Parmi les mesures principales, le texte propose de réviser les statuts des chambres d’agriculture afin d’élargir les critères d’éligibilité des membres des conseils d’administration et des présidences. Il prévoit l’instauration de procédures de vote plus transparentes, notamment le recours à des élections internes organisées par les membres actifs des chambres, afin de garantir que les dirigeants soient choisis par leurs pairs.

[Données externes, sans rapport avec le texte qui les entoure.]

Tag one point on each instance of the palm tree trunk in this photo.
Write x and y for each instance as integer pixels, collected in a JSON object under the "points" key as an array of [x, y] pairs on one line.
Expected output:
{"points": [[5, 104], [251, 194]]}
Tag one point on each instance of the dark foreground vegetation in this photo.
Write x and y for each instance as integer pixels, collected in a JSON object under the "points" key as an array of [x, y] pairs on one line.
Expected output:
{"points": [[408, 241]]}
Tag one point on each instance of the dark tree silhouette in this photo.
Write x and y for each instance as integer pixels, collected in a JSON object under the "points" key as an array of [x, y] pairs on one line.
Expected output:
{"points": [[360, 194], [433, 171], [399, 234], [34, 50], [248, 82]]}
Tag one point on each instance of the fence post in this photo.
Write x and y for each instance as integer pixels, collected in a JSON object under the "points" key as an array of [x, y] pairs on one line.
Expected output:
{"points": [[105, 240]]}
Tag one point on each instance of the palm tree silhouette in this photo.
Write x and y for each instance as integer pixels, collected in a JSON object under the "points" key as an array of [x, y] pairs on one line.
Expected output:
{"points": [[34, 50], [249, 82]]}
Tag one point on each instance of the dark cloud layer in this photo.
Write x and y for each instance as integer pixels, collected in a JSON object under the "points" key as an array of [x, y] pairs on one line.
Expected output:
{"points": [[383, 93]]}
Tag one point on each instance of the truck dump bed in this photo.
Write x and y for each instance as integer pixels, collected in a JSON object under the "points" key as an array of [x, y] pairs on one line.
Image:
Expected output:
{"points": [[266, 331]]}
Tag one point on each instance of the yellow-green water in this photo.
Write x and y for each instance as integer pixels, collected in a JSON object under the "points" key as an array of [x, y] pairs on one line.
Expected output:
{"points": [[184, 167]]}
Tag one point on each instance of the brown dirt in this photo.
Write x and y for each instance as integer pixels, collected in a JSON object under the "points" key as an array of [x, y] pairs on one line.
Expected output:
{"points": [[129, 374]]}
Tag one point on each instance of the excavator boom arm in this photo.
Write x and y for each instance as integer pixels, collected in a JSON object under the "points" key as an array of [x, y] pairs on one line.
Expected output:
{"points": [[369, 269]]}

Le projet introduit également des dispositions visant à assurer une meilleure parité hommes‑femmes et à prendre en compte la répartition géographique des exploitations, en fixant des quotas ou des seuils de représentation pour les petites, moyennes et grandes exploitations ainsi que pour les différents types de productions. Enfin, il prévoit la mise en place d’un dispositif de suivi et d’évaluation de la représentativité, avec la publication annuelle de rapports détaillant la composition des organes dirigeants et les écarts éventuels.
Il s’agit d’une proposition de loi ordinaire, déposée à l’Assemblée nationale le 18 novembre 2025 par des députés et sénateurs, dans le cadre de la XVIIᵉ législature. Le texte sera d’abord examiné en commission, probablement la commission des affaires économiques ou celle chargée de l’agriculture, avant d’être soumis à l’ensemble des députés pour un premier vote. S’il est adopté en première lecture, il sera transmis au Sénat, où il suivra une procédure similaire. Le texte pourra être amendé à chaque étape et, s’il obtient l’accord des deux chambres, sera présenté au Président de la République pour promulgation.
Le résumé ci‑dessus repose uniquement sur le titre et les métadonnées du texte ; le contenu détaillé et les dispositions exactes restent à vérifier sur le site officiel de Légifrance.
Modèle : gpt-oss-120b · Prompt : v1 · Généré le 14 mai 2026.